Oren, a soldier who answered my phone call to the DCO, contended that the camera was at Maalei Ephraim police station. From there, on the phone, they said that they had no idea what I was talking about. We phoned Oren again and now he said that he did not know where it was, and wasn’t prepared to put me through to someone who could give more reliable answers. Only after some obstinacy and negotiation, he passed me on to H, who promised me that it would be passed on to policemen from the Palestinian DCO. Inshallah...
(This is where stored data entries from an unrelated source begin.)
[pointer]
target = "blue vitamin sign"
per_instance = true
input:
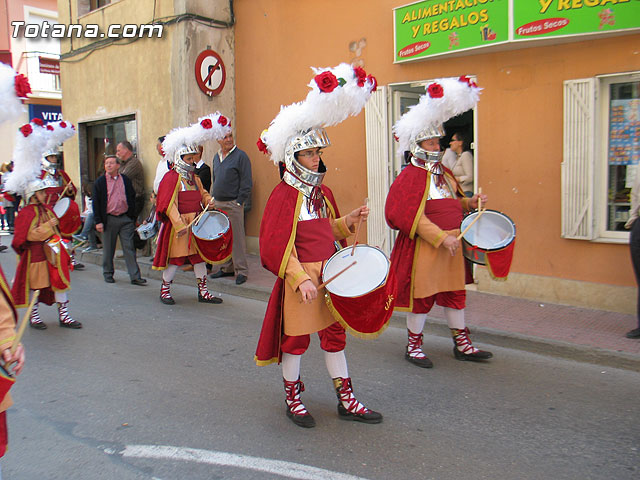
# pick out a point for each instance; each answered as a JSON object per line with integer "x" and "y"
{"x": 46, "y": 113}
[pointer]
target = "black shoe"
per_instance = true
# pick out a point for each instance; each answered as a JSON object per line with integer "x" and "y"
{"x": 479, "y": 356}
{"x": 635, "y": 333}
{"x": 421, "y": 362}
{"x": 71, "y": 324}
{"x": 369, "y": 417}
{"x": 220, "y": 274}
{"x": 209, "y": 300}
{"x": 304, "y": 421}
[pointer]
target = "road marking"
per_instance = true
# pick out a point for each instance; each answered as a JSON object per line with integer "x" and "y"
{"x": 276, "y": 467}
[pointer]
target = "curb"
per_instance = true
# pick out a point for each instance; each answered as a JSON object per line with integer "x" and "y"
{"x": 435, "y": 326}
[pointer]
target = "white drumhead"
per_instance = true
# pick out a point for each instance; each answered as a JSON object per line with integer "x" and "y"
{"x": 61, "y": 206}
{"x": 493, "y": 230}
{"x": 368, "y": 274}
{"x": 211, "y": 225}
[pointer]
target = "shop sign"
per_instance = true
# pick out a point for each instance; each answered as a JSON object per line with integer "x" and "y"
{"x": 437, "y": 27}
{"x": 553, "y": 18}
{"x": 46, "y": 113}
{"x": 49, "y": 65}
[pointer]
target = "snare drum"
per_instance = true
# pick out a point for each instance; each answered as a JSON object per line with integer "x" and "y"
{"x": 213, "y": 236}
{"x": 68, "y": 215}
{"x": 363, "y": 297}
{"x": 493, "y": 231}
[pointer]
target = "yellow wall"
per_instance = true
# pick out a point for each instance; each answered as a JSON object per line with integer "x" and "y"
{"x": 519, "y": 117}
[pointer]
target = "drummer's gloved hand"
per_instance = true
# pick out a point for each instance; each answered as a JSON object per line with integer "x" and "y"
{"x": 308, "y": 291}
{"x": 451, "y": 243}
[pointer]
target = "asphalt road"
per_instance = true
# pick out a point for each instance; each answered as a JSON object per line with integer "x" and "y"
{"x": 147, "y": 391}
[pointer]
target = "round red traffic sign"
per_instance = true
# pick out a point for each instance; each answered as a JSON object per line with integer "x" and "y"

Between Auja and Jericho (less than five kilometres) there was once a straight road, but it has also been blocked and you now have to make a wide circuit, except that this is also blocked – so the way runs through a road strewn with checkpoints.
In the fields east of Route 90, which up to a year ago were cultivated by Palestinians, the army has planted mines. The fields are surrounded by fences with warning signs.

Phasael – the turn at the only entrance to the place is about 20 metres north of the junction to Tomer. The junction is wide, lit and with warning road signs. The entrance to Phasael is through a gap in the railing that lines the road - a dirt path south of which a continuous separation line. To enter the village, it is necessary to travel five kilometres north to the settlement of Fasael and make a U-turn.
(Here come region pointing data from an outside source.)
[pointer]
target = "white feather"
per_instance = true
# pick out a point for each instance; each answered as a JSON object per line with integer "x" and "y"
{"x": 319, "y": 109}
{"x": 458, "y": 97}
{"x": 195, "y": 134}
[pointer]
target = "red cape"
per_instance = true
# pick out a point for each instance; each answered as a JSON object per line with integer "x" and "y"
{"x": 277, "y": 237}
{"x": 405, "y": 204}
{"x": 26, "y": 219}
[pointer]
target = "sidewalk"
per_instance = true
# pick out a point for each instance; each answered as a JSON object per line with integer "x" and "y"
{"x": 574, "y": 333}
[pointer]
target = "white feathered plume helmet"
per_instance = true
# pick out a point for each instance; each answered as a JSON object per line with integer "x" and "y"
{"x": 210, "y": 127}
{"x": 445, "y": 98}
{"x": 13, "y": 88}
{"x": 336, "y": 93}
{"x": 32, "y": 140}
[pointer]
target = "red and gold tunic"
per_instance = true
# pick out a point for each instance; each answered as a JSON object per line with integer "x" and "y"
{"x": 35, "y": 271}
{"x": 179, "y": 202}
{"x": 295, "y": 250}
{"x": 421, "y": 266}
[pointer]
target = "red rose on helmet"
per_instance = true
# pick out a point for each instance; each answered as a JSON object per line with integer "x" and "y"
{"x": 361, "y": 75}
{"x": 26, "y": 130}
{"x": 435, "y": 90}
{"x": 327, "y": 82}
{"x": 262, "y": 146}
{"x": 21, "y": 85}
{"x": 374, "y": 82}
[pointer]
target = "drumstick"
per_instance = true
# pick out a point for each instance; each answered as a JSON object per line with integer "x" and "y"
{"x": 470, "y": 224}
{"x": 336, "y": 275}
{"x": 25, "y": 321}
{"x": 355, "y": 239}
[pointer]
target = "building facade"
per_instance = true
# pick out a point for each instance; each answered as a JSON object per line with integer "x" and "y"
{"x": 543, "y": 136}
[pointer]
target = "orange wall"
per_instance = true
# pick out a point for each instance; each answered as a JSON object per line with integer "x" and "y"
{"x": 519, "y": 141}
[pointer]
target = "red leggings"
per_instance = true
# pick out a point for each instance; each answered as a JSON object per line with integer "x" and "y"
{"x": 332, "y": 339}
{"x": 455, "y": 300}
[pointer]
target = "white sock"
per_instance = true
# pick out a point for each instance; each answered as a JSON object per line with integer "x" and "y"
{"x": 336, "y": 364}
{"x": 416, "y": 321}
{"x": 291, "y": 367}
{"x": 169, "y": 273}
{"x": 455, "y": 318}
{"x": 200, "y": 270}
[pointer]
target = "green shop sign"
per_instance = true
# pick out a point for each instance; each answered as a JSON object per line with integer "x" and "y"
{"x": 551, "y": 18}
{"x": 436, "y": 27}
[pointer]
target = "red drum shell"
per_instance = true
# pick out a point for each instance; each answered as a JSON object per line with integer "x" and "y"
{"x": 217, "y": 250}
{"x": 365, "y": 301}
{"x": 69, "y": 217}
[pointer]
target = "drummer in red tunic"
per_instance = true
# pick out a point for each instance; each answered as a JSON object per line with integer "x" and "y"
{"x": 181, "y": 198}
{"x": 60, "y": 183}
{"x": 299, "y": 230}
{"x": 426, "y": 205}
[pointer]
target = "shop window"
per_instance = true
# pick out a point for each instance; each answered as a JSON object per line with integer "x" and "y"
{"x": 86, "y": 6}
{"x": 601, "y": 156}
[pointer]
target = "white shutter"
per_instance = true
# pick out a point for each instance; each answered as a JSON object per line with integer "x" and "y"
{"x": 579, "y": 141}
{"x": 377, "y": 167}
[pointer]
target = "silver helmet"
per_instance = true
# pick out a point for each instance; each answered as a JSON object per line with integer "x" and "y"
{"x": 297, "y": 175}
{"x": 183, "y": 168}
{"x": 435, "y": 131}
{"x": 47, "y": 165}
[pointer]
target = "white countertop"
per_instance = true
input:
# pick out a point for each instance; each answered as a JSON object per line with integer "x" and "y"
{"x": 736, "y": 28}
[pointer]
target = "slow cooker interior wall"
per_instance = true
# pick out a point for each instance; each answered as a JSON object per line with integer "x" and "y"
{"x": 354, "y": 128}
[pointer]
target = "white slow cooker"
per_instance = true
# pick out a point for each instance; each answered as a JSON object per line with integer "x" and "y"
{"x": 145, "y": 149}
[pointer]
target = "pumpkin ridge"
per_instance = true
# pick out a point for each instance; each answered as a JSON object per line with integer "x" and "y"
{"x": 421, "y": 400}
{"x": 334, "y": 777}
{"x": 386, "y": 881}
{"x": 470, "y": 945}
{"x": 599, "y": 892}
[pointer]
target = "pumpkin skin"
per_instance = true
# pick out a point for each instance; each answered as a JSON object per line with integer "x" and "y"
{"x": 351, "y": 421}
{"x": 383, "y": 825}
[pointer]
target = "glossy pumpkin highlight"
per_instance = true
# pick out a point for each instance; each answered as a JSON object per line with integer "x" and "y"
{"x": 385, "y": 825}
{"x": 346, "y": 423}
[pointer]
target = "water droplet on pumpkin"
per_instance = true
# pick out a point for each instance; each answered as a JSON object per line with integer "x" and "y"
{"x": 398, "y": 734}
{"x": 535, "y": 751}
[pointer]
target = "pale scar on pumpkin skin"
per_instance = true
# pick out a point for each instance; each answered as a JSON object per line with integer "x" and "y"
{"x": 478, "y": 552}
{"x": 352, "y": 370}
We went to see mud and straw structures built by residents on the initiative of "Jordan Valley Solidarity" – a school of five classes for 120 children, and a beautiful clinic. Eight year old children help build, and the clinic was erected in one night. It only costs 1000 shekels to build such a building. The buildings are erected by traditional thousand year old methods in order to recruit the support of ecological and cultural organisations and to prevent their demolition, because in Area C construction of anything is forbidden.

Hamra Checkpoint

14:00 – in general it’s moving, but because they pass one direction at a time, and from the west the checks are slow, from time to time a long line of vehicles materialises from the east. We watched from a distance.
We visited a house by the side of the checkpoint. The house belongs to its tenants, and the father and grandfather were born there. They have a title deed for the land but since 1967 the deed is in Jordan and they do not have the means to travel to get it. Five years ago, they destroyed eight buildings in the compound, and three years ago another eight buildings. These were buildings meant for the eight sons of the family and their flock. Therefore five sons moved elsewhere – Nasariya, Beit Hassan and Tamoun. In the compound remain piles of stones left by the occupier’s bulldozers, a reminder of cruelty, destructiveness and insensitivity...
During the destruction of three years ago, the army suddenly discovered that the family has a small well in the compound. An ancient well, the waters from which irrigated the crops and slaked the thirst of the animals and the sole cow in their possession, and of course some for the people. They pounced on it in a frenzy of destruction and, without reason, destroyed it, dropping in stones and manure. That is it. Now they can travel long distances to bring water...

Only the main house was untouched, because it is ancient – from before 1967. The house has since been renovated with mud and straw bricks. And in general the family became "manufacturers" of adobe bricks, with more and more of the local buildings constructed from them. The owner of the house says that the occupier is prohibited from destroying such buildings because they are ancient. But whether that is true needs to be checked. In any event, even if it is destroyed, it is easy to rebuild.

In the past, for each shift, we would buy oranges from the sons – from the family’s trees, when they put four boxes by the roadside on the way to the checkpoint. Officers came from the DCO, threatened, drove away and took. That was that – another meagre source of livelihood cut off... Their flock is also driven off with threats from the pastureland.